The tower is located in the lower part of the city, on the left bank of the Una river. What distinguishes the Bihać fortress from other fortified towns in Bosnia and Herzegovina during the Ottoman period is the preserved urban layout within the city walls.

== History ==
The exact date of the construction of Captain's Tower and the former fortress is unknown. Based on historical maps of the town and its surroundings, it is believed that the tower had already been built before 1697. According to some historians, the tower was constructed around 1205 and was one of the four defensive towers of medieval Bihać. Local tradition also holds that King Béla IV of Hungary stayed in the tower while fleeing the Mongol invasion.

The Ottoman army captured Bihać in June 1592. During the following three centuries, the town became one of the westernmost strongholds of the Ottoman Empire and served as an important military base for campaigns and continuous pressure along the Croatian border. According to an anonymous report from 1785, the Bihać fortress was equipped with 28 large cannons and garrisoned by approximately 700 soldiers. The last "captain" (dizdar) living in the tower was Muharem-aga Delić in the latter half of the 19th century.

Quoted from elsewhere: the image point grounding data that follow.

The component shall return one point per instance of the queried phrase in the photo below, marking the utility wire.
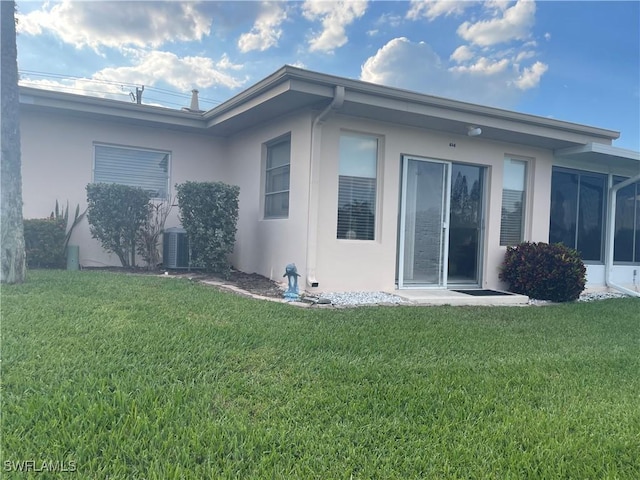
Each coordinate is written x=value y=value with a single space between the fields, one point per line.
x=122 y=85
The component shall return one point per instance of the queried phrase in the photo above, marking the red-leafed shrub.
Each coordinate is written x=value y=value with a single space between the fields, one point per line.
x=544 y=271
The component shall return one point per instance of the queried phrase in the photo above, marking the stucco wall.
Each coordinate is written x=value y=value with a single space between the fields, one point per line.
x=57 y=162
x=371 y=265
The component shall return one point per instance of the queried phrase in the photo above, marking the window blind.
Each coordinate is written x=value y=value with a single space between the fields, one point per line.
x=147 y=169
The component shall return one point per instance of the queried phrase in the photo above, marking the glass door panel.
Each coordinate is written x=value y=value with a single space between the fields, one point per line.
x=465 y=224
x=423 y=229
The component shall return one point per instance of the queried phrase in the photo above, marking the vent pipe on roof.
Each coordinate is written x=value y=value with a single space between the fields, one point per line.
x=195 y=106
x=194 y=101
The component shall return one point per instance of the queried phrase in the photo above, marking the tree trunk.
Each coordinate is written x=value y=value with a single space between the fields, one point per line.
x=12 y=255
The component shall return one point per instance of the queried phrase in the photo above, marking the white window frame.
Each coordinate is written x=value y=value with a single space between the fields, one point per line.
x=267 y=170
x=377 y=188
x=524 y=191
x=100 y=173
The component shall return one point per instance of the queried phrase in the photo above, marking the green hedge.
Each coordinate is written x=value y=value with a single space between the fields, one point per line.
x=209 y=214
x=116 y=213
x=44 y=240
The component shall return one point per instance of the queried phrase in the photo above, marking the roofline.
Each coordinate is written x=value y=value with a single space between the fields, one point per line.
x=288 y=73
x=600 y=148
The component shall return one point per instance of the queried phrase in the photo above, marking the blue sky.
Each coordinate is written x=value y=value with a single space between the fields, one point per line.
x=573 y=61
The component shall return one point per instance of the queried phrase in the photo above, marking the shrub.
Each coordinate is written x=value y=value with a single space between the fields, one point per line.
x=44 y=240
x=116 y=213
x=209 y=214
x=544 y=271
x=152 y=228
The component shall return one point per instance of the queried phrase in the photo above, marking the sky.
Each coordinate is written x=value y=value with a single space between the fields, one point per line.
x=573 y=61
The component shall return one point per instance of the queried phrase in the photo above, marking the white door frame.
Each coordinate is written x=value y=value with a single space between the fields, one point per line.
x=444 y=217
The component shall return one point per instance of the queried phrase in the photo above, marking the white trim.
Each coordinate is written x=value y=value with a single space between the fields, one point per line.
x=610 y=234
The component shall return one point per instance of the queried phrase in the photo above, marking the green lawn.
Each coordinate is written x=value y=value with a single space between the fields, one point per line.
x=133 y=377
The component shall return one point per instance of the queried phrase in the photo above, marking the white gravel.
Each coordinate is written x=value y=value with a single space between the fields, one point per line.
x=362 y=298
x=585 y=297
x=377 y=298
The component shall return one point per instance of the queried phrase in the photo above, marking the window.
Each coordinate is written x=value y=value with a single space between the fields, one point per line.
x=357 y=187
x=148 y=169
x=626 y=243
x=276 y=191
x=513 y=201
x=577 y=211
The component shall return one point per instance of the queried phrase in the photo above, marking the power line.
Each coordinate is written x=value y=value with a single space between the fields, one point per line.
x=185 y=96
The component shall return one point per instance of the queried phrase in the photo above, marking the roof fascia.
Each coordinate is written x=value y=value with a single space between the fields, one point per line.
x=599 y=148
x=409 y=100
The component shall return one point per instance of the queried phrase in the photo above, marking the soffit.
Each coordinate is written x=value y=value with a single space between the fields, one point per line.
x=291 y=89
x=598 y=155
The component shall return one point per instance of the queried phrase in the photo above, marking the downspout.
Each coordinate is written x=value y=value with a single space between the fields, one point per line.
x=314 y=167
x=610 y=237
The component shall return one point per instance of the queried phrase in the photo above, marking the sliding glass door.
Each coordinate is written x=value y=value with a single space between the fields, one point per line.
x=440 y=223
x=424 y=230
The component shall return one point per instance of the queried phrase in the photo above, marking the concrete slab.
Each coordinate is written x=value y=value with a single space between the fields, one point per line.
x=449 y=297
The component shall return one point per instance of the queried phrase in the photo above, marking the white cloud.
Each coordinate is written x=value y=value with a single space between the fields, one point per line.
x=335 y=17
x=530 y=77
x=117 y=24
x=266 y=30
x=488 y=80
x=483 y=66
x=81 y=86
x=225 y=64
x=513 y=23
x=432 y=9
x=183 y=73
x=462 y=54
x=148 y=68
x=389 y=66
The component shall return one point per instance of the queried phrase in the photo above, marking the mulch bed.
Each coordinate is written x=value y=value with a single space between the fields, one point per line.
x=251 y=282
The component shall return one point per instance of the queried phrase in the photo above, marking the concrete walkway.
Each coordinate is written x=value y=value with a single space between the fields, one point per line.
x=450 y=297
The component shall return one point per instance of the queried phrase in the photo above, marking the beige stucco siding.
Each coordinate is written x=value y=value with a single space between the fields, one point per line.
x=371 y=265
x=57 y=163
x=266 y=246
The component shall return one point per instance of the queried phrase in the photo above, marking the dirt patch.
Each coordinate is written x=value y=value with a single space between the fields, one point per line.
x=251 y=282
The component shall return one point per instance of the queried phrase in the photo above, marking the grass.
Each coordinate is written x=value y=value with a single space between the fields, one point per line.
x=127 y=377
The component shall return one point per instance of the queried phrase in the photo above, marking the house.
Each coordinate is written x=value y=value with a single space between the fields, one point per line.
x=364 y=187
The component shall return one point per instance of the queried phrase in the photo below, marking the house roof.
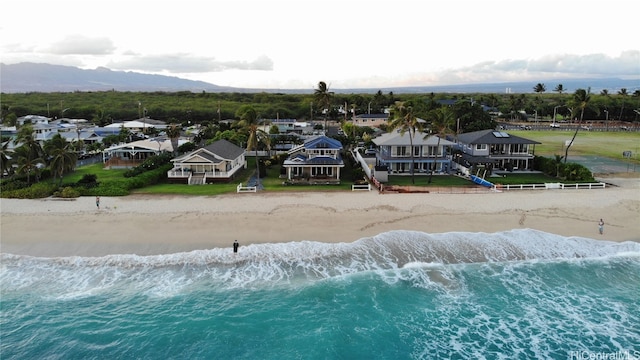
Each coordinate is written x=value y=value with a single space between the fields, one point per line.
x=318 y=142
x=221 y=149
x=322 y=142
x=372 y=116
x=492 y=137
x=225 y=149
x=155 y=144
x=137 y=124
x=397 y=139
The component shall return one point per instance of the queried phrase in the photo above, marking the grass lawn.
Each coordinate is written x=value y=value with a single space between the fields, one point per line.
x=422 y=180
x=97 y=169
x=587 y=143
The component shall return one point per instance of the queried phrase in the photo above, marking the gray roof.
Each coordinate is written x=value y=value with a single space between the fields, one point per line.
x=395 y=138
x=221 y=148
x=492 y=137
x=225 y=149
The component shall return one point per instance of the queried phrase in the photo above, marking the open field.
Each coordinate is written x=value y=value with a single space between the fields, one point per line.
x=587 y=143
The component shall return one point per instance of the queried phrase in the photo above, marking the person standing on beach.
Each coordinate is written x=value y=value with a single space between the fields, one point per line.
x=601 y=227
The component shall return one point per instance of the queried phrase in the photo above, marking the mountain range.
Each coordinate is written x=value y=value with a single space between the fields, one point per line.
x=38 y=77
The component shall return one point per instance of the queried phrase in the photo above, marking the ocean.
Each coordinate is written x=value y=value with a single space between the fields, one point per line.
x=520 y=294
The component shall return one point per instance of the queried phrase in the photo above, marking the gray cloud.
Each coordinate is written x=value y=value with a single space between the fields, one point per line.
x=82 y=45
x=626 y=64
x=185 y=63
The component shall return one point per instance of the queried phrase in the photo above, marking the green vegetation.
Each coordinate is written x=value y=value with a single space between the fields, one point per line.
x=587 y=143
x=38 y=171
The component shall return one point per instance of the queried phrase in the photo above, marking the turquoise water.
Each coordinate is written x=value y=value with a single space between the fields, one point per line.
x=521 y=294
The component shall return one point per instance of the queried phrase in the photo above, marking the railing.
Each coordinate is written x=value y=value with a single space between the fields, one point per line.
x=241 y=188
x=548 y=186
x=363 y=187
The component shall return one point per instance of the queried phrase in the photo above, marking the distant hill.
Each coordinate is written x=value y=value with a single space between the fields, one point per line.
x=36 y=77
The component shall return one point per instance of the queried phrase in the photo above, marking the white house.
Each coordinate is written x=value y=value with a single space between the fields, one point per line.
x=218 y=162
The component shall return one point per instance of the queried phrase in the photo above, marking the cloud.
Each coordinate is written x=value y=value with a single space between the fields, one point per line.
x=186 y=63
x=82 y=45
x=626 y=64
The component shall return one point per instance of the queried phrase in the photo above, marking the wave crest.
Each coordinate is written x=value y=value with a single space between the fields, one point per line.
x=295 y=262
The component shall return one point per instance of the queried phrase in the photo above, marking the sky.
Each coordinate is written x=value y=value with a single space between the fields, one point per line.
x=345 y=43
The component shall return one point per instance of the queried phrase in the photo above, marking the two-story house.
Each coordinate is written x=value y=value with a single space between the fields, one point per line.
x=317 y=161
x=217 y=162
x=495 y=150
x=394 y=151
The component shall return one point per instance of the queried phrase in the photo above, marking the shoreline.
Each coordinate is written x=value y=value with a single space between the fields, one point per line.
x=163 y=224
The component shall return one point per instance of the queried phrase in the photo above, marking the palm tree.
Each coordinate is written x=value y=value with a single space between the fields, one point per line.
x=540 y=88
x=442 y=119
x=61 y=156
x=581 y=100
x=249 y=121
x=6 y=159
x=623 y=94
x=30 y=153
x=173 y=133
x=323 y=97
x=404 y=119
x=27 y=164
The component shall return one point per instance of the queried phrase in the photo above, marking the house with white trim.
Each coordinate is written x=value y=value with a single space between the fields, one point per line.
x=317 y=161
x=494 y=150
x=371 y=120
x=394 y=151
x=218 y=162
x=130 y=155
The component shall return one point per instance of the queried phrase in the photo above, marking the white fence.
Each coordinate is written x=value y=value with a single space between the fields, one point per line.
x=547 y=186
x=363 y=187
x=241 y=188
x=363 y=163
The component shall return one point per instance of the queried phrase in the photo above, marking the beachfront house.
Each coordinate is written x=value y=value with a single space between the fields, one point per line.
x=394 y=153
x=494 y=150
x=371 y=120
x=317 y=161
x=130 y=155
x=218 y=162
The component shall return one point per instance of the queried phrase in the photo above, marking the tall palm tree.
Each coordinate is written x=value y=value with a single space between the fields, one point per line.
x=61 y=156
x=6 y=159
x=559 y=89
x=581 y=99
x=29 y=153
x=323 y=96
x=404 y=119
x=27 y=164
x=540 y=88
x=249 y=121
x=173 y=133
x=442 y=119
x=623 y=94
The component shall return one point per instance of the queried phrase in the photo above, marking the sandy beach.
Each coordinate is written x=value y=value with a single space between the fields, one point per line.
x=146 y=225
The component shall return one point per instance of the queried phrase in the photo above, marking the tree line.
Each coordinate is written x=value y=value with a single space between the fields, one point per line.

After the Austro-Hungarian occupation, Captain's Tower was used exclusively as a prison. Much of the fortress was demolished between 1890 and 1891. During this period, several structural alterations were carried out that significantly demolished the original fortress, leaving only the tower. The tower alone continued to serve as the District Prison until 1959, becaming the Museum of the Una-Sana Canton following the end of the Bosnian War in 1995.

== Description ==
Captain's Tower is a square-plan defensive structure topped with a steep hipped roof. It forms part of the historic complex of the Old Town of Bihać, together with the remains of the fortification walls on its southern and eastern sides, the remains of the old water canal, the demolished Church of Saint Anthony of Padua, the Turbe Mausoleum, and the remains of the former Konak (Ottoman governor's residence).